In other words, it goes over, a region where the doping concentration of the

implant gradually changes. From high to low.

And, therefore, as you increase VGS, the slope even changes.

So when you see things like that, there may be an indication that the implant has

something to do with such effects. Now, pMOS devices are like nMOS devices

but here they have a p type source and drain, an n type body.

And when these regions are implanted, the pole is also implanted, so the pole

typically p, p plus. And if you implant.

This one with extra donors you can adjust the effective body doping near the

surface and modify the threshold of the pMOS devices.

I would very briefly like to mention buried-channel devices.

These are devices that are not used today.

They used to be used for, to make depletion-mode devices, and in device

research they are being considered even today.

Now, the implant type for such devices is the same as low to high, you remember to

get the low to high profile.
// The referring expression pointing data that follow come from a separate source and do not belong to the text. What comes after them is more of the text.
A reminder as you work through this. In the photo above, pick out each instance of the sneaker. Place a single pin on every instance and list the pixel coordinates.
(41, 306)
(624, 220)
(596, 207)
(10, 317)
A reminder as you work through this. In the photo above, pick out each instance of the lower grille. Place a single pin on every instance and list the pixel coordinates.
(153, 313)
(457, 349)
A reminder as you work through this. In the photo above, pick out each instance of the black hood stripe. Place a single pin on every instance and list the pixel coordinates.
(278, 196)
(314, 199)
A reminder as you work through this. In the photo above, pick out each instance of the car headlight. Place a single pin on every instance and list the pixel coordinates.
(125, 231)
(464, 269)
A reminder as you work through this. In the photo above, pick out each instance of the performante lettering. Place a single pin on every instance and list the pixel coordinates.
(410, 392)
You start with a, a P-type substrate and

you implant donors. But now, in this case, we implant with

even more donors than we have acceptors, so in other words, the implant, here, the

peak of NI is above NAB. This is the substrate concentration.

This is the implant concentration versus depth.

So then in order to get the com, combined concentration of the two, you have to

subtract the two. And because this is larger in [INAUDIBLE]

than this one, you end up with a net donor concentration near the surface.

And and accept the consideration in the bulk.

So, the device looks like it is p type in the bulk and N type near the surface.

Now, depending on the value of the gate potential, you can even deplete the

surface here. And then you end up with a channel that

is formed by the n type region, except for the depleted part near the top.

So you have a channel where the current flows below the surface.